Water is vital to life and the environment but over the past few decades, it has been getting worse and worse due to pollution, climate change, and over-extraction. It’s really important to look at water quality when the main focus is on sustainable development and keeping humanity at the forefront. A study on the physico-chemical parameters of Gambhiri River, Chittorgarh city of Rajasthan was conducted from January 2022 to December 2022. Six sampling sites were selected and the physico-chemical parameters were determined using standard methods and procedures (IS: 3025; APHA: 4500, 1992).
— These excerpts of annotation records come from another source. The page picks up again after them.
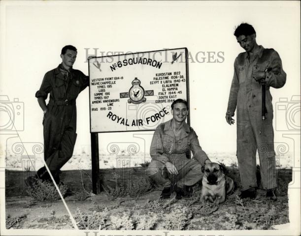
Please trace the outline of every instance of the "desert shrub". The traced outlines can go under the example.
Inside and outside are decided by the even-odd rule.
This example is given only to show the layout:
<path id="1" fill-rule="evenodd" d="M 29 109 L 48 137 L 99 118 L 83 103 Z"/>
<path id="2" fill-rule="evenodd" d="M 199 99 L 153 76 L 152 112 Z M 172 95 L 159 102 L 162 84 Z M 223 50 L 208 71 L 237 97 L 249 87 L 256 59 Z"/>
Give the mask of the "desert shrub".
<path id="1" fill-rule="evenodd" d="M 223 230 L 234 230 L 238 227 L 236 225 L 237 219 L 236 215 L 232 213 L 225 212 L 220 215 L 216 222 L 222 227 Z"/>
<path id="2" fill-rule="evenodd" d="M 102 211 L 94 211 L 83 213 L 77 208 L 74 219 L 80 230 L 106 230 L 109 220 L 109 212 L 106 208 Z"/>
<path id="3" fill-rule="evenodd" d="M 145 178 L 137 180 L 131 185 L 129 193 L 130 197 L 140 197 L 152 188 L 152 183 Z"/>
<path id="4" fill-rule="evenodd" d="M 128 182 L 117 176 L 115 186 L 102 185 L 108 198 L 114 200 L 117 198 L 126 197 L 139 197 L 152 188 L 152 183 L 145 178 L 137 179 L 134 183 Z"/>
<path id="5" fill-rule="evenodd" d="M 117 198 L 124 198 L 129 194 L 126 186 L 124 185 L 115 187 L 112 187 L 109 185 L 106 186 L 102 185 L 102 188 L 105 192 L 108 199 L 110 200 L 114 200 Z"/>
<path id="6" fill-rule="evenodd" d="M 204 204 L 198 205 L 192 208 L 192 213 L 195 215 L 200 215 L 201 216 L 210 216 L 213 212 L 216 211 L 219 208 L 219 205 L 206 202 Z"/>
<path id="7" fill-rule="evenodd" d="M 147 215 L 138 215 L 136 220 L 135 230 L 150 230 L 154 229 L 159 217 L 157 214 L 149 213 Z"/>
<path id="8" fill-rule="evenodd" d="M 182 230 L 192 217 L 190 209 L 181 205 L 174 207 L 170 214 L 165 215 L 163 228 L 167 230 Z"/>
<path id="9" fill-rule="evenodd" d="M 121 216 L 112 215 L 110 217 L 110 229 L 115 230 L 132 230 L 134 229 L 133 219 L 130 214 L 124 212 Z"/>
<path id="10" fill-rule="evenodd" d="M 7 215 L 5 220 L 6 229 L 9 229 L 12 227 L 14 229 L 19 228 L 22 220 L 25 219 L 27 217 L 26 214 L 13 218 L 11 218 L 9 215 Z"/>
<path id="11" fill-rule="evenodd" d="M 142 166 L 142 167 L 147 167 L 149 164 L 150 163 L 150 161 L 146 161 L 143 163 L 140 163 L 139 165 Z"/>
<path id="12" fill-rule="evenodd" d="M 67 187 L 64 184 L 58 185 L 61 193 L 64 196 L 67 192 Z M 56 201 L 61 199 L 53 183 L 37 181 L 34 185 L 27 190 L 27 193 L 38 201 Z"/>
The results revealed that the mean of readings of six sites for various physicho-chemical parameters were, like for water temperature it was (27.10 °C), pH (7.70), Total Dissolved Solids (448.69 mg/l), Turbidity (8.69 NTU), Electric Conductivity (832.97µS/cm), Total Hardness (204.17mg/l), Chloride (92.43mg/l), Alkalinity (214.72mg/l), Nitrate (14.43mg/l), Dissolved Oxygen (6.79mg/l), Biological Oxygen Demand (3.57mg/l), Phosphorus (0.09mg/l) and Sulphate (27.71mg/l). The overall result showed that site (S4), i.e., Keer Khera was a more polluted area and the minimum polluted river water area was recorded at the site (S1), i.e., reserve police line among all the studied sites.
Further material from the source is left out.